Minimal systemd unit (`/etc/systemd/system/act_runner.service`):
```ini
[Unit]
Description=Gitea act_runner
After=docker.service
Requires=docker.service
[Service]
User=gitea-runner
WorkingDirectory=/home/gitea-runner
ExecStart=/usr/local/bin/act_runner daemon
Restart=always
[Install]
WantedBy=multi-user.target
```
```bash
sudo systemctl enable --now act_runner
```
### 5. Create /opt/tanabata/.env (secrets)

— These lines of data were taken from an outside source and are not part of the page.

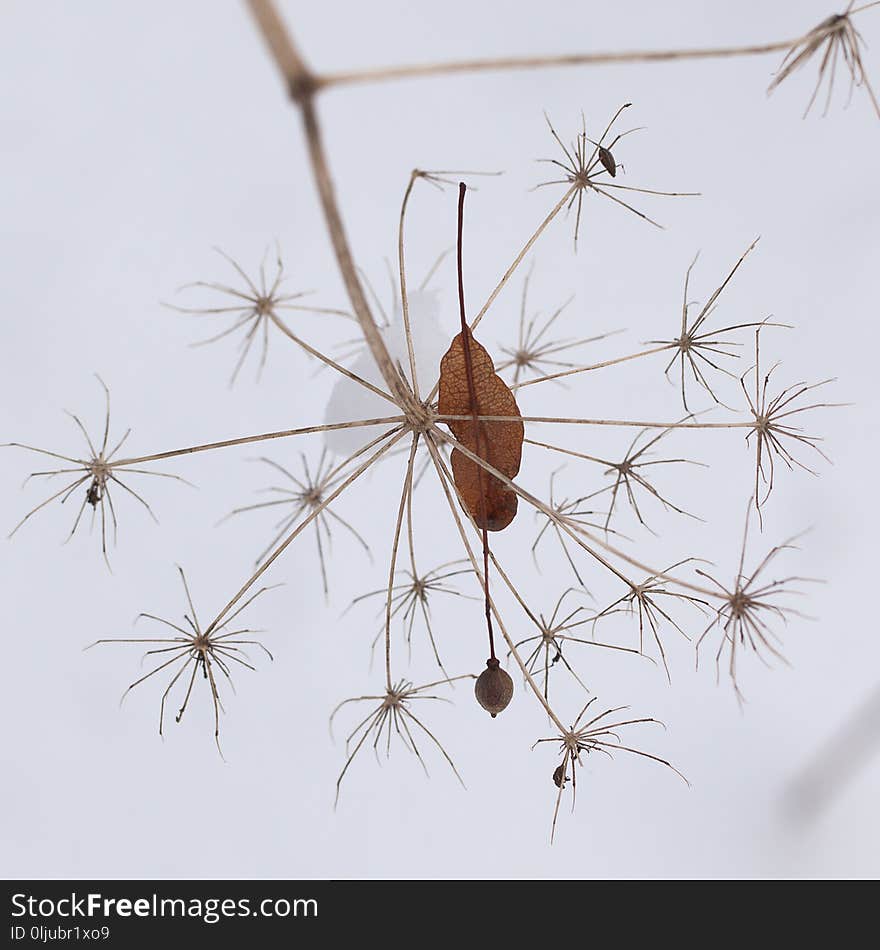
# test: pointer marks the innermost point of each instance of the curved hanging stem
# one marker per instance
(479, 433)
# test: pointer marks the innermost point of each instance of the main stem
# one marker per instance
(301, 85)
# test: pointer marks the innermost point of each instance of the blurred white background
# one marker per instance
(137, 136)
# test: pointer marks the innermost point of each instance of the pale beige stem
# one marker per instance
(510, 270)
(394, 437)
(628, 423)
(424, 70)
(266, 436)
(440, 467)
(326, 360)
(301, 86)
(395, 544)
(588, 369)
(404, 299)
(575, 535)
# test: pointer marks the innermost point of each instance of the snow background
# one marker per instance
(137, 136)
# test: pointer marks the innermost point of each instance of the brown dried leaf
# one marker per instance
(499, 443)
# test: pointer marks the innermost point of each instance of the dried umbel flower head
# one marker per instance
(583, 169)
(840, 40)
(486, 445)
(595, 735)
(99, 472)
(252, 309)
(494, 688)
(208, 652)
(750, 606)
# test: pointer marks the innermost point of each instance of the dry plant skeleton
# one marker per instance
(473, 431)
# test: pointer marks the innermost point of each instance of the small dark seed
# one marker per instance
(494, 688)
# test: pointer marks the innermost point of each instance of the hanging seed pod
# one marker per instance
(494, 688)
(607, 160)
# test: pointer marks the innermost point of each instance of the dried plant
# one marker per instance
(411, 598)
(252, 309)
(586, 165)
(393, 717)
(841, 42)
(593, 736)
(534, 353)
(98, 474)
(464, 427)
(553, 635)
(749, 607)
(196, 650)
(305, 494)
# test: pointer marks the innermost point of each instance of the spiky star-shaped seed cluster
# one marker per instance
(98, 473)
(209, 651)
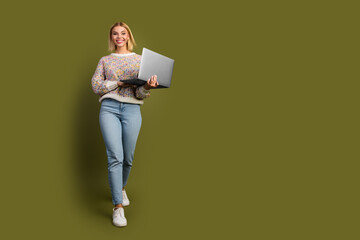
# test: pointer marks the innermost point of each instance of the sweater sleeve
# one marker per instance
(99, 84)
(142, 93)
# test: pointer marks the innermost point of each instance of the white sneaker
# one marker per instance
(119, 219)
(126, 201)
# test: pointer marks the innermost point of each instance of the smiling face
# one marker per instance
(120, 36)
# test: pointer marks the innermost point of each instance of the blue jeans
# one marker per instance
(120, 125)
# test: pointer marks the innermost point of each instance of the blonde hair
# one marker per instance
(130, 43)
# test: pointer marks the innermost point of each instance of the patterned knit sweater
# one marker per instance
(115, 67)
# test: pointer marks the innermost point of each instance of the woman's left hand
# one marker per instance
(151, 83)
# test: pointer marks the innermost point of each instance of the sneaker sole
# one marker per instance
(120, 225)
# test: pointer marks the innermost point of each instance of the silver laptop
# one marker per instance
(153, 63)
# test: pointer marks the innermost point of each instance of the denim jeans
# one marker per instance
(120, 125)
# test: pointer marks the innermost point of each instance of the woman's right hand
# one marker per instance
(122, 84)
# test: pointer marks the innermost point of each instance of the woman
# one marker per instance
(120, 116)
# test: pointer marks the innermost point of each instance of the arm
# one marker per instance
(99, 85)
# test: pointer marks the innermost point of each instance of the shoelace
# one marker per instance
(124, 195)
(118, 212)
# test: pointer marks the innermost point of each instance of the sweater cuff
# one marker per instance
(143, 91)
(111, 85)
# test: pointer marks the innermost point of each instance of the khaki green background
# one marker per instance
(257, 138)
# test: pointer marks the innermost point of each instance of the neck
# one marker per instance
(122, 50)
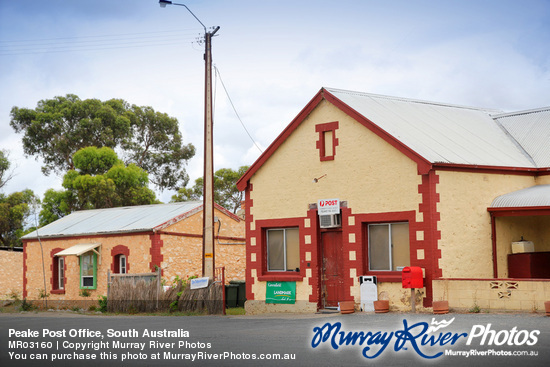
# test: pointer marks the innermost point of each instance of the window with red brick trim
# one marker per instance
(120, 264)
(327, 142)
(58, 268)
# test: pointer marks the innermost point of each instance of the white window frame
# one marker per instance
(284, 247)
(390, 244)
(122, 268)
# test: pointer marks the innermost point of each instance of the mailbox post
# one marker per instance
(412, 278)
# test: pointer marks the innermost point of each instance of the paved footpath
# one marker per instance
(359, 339)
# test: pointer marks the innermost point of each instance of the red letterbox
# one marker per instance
(412, 277)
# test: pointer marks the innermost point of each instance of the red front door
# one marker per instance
(332, 279)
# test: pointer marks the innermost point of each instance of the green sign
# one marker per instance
(280, 292)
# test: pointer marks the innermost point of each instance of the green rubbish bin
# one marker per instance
(241, 295)
(231, 294)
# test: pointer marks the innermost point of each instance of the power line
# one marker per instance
(93, 43)
(234, 109)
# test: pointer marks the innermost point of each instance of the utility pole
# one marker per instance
(208, 258)
(208, 251)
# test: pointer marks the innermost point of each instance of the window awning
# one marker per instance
(79, 249)
(535, 196)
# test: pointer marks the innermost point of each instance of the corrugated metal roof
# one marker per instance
(117, 220)
(441, 133)
(531, 129)
(532, 196)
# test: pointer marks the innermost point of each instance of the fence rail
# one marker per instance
(142, 292)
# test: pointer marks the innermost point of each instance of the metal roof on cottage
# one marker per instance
(442, 133)
(438, 134)
(118, 220)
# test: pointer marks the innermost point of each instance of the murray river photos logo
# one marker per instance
(427, 340)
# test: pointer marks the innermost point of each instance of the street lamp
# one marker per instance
(208, 253)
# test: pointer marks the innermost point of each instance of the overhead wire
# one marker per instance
(94, 43)
(234, 109)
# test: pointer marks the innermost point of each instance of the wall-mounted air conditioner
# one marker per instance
(330, 221)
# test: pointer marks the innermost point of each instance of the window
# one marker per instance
(120, 256)
(283, 249)
(389, 246)
(327, 142)
(122, 264)
(88, 270)
(60, 272)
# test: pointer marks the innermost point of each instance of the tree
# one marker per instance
(57, 128)
(15, 210)
(225, 189)
(5, 173)
(156, 146)
(99, 180)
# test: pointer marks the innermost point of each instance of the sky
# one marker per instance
(272, 57)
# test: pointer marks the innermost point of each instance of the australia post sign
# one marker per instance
(328, 206)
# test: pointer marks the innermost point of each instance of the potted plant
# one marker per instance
(347, 306)
(381, 306)
(441, 307)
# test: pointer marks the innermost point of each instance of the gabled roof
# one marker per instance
(432, 133)
(531, 130)
(143, 218)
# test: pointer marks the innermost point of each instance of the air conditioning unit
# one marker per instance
(330, 221)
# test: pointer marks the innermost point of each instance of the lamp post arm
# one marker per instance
(163, 3)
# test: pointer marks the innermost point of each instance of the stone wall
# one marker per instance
(11, 274)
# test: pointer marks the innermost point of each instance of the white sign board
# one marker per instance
(198, 283)
(328, 206)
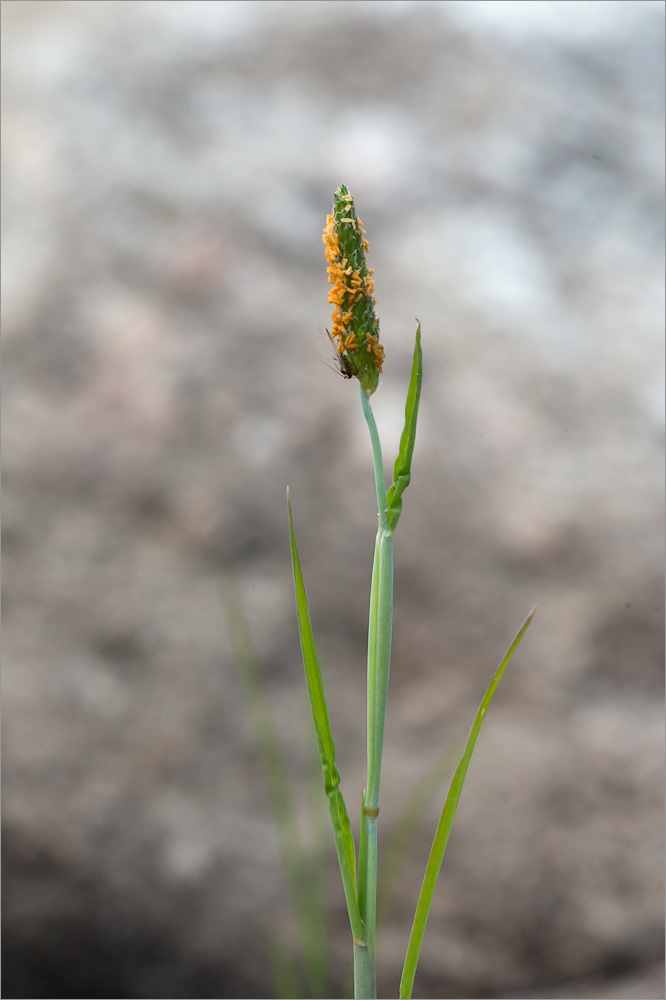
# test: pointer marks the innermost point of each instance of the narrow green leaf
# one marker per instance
(403, 463)
(445, 823)
(344, 841)
(396, 850)
(300, 864)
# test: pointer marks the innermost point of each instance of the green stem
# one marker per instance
(379, 658)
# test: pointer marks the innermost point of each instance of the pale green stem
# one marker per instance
(379, 658)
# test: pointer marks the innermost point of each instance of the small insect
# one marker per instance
(338, 362)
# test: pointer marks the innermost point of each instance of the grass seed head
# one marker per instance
(355, 331)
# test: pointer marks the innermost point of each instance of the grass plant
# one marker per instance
(355, 337)
(359, 354)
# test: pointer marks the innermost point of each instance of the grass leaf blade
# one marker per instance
(445, 823)
(344, 841)
(403, 463)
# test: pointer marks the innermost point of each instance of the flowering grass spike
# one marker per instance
(355, 336)
(355, 332)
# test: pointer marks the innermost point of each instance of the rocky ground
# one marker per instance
(167, 172)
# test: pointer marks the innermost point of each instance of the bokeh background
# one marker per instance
(167, 170)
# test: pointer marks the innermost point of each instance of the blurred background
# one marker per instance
(167, 172)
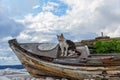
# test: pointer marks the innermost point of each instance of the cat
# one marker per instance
(66, 46)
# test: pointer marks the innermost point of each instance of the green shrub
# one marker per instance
(111, 46)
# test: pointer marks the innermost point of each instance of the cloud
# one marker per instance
(35, 7)
(9, 27)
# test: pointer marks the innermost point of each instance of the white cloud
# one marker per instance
(35, 7)
(49, 6)
(84, 17)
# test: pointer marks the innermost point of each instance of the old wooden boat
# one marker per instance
(48, 62)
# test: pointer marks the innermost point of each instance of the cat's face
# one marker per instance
(60, 37)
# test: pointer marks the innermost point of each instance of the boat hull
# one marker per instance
(38, 67)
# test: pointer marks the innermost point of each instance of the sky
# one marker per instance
(41, 20)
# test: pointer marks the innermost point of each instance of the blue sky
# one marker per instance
(42, 20)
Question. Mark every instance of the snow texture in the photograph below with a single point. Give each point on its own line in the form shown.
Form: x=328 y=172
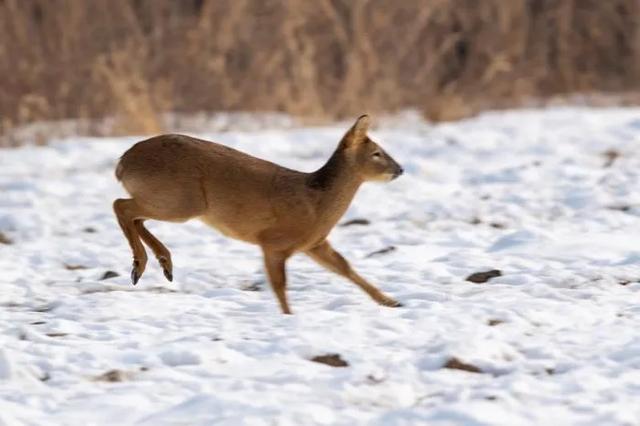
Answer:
x=550 y=198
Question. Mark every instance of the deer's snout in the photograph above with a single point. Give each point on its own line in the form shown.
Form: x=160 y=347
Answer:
x=398 y=171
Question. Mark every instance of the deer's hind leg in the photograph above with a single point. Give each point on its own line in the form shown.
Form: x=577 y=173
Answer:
x=127 y=211
x=161 y=252
x=326 y=256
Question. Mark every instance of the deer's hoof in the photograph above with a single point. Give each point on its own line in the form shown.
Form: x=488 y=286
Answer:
x=391 y=303
x=136 y=272
x=168 y=274
x=135 y=276
x=167 y=268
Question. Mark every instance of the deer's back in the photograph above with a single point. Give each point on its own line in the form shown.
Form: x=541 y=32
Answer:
x=176 y=177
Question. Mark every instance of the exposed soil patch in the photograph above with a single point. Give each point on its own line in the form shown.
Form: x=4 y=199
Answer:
x=109 y=274
x=359 y=221
x=496 y=225
x=254 y=286
x=333 y=360
x=112 y=376
x=483 y=277
x=74 y=267
x=454 y=363
x=5 y=240
x=381 y=251
x=610 y=157
x=621 y=208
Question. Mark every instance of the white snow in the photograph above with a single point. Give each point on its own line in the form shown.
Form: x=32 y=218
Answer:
x=557 y=336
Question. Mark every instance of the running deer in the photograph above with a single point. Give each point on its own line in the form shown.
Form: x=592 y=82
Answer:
x=176 y=178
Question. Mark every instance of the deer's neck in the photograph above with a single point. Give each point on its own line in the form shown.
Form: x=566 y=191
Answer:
x=336 y=183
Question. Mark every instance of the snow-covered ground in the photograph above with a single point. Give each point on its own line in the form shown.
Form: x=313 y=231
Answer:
x=550 y=198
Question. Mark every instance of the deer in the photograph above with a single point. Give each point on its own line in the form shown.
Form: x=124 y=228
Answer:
x=176 y=178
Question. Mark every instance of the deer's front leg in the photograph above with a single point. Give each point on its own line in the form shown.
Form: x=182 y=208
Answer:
x=326 y=256
x=274 y=262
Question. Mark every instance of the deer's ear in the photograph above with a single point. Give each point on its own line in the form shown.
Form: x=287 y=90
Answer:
x=357 y=133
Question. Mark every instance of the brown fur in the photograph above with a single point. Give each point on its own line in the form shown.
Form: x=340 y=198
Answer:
x=176 y=178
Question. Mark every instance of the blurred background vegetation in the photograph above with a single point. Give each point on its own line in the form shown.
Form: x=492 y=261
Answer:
x=135 y=60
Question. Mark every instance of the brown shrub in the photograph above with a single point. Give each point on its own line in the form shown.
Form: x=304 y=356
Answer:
x=134 y=59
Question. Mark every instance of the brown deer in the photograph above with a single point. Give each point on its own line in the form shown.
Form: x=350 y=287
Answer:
x=176 y=178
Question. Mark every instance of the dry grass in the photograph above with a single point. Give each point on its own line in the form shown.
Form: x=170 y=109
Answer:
x=136 y=59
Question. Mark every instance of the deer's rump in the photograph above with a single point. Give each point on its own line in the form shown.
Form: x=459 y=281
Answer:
x=176 y=177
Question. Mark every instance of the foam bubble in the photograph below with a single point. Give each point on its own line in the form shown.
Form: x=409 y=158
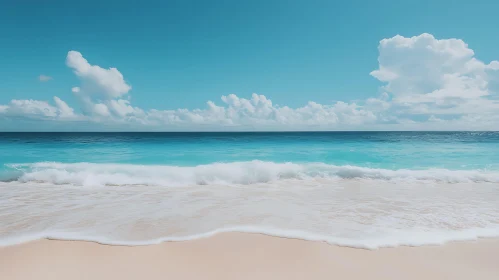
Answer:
x=91 y=174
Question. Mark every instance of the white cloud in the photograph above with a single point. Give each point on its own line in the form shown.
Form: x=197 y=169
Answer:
x=107 y=83
x=429 y=84
x=44 y=78
x=430 y=76
x=36 y=109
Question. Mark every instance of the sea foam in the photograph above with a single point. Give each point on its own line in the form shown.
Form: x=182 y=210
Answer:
x=250 y=172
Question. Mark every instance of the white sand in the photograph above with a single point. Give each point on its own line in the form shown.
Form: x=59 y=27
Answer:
x=247 y=256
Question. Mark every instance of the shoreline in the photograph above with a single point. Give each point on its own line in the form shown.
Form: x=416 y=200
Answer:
x=247 y=256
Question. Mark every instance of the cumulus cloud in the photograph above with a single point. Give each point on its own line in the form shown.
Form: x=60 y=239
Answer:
x=107 y=83
x=44 y=78
x=426 y=75
x=428 y=84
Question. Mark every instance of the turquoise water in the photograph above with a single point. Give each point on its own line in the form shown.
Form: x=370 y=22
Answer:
x=388 y=150
x=361 y=189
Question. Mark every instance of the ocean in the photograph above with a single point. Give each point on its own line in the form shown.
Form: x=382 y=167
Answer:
x=357 y=189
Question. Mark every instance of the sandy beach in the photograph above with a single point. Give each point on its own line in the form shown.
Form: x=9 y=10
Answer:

The workflow **never** writes `.env` — it lives on the host and holds the real
secrets and the chosen DB mode. `.env` is git-ignored, so `git reset --hard`
leaves it untouched. Create it once:
```bash
cd /opt/tanabata
sudo -u gitea-runner cp .env.example .env
sudo -u gitea-runner $EDITOR .env # set JWT_SECRET, ADMIN_PASSWORD, DATABASE_URL, etc.
```
See [`.env.example`](../.env.example) for every variable. For the bundled
Postgres keep `COMPOSE_PROFILES=with-db`; to use a Postgres already on the host,
set it empty and point `DATABASE_URL` at `host.docker.internal`.
> Data lives in named Docker volumes by default (or the `*_DIR` host paths you
> set in `.env`, e.g. `/var/lib/tanabata/...`) — **not** in `/opt/tanabata`. So
> `git reset --hard` on the code dir never touches your data.
## Deploying
Push to `master` (or hit **Run workflow** on the Actions tab). Watch progress
under the repo's **Actions** tab. The first build pulls the Node/Go base images
and takes a few minutes; later builds reuse the host's layer cache.
## Notes / alternatives
- **Docker-executor runner instead of host.** If you'd rather the runner itself
run in a container, register with a Docker label and bind-mount
`/var/run/docker.sock` and `/opt/tanabata` into the job (act_runner
`config.yaml``container.valid_volumes`), then change `runs-on` accordingly.
The host executor above is simpler for host deploys.
- **Zero-downtime** isn't attempted: `compose up` recreates changed containers.
For a single-node setup the brief restart is usually fine.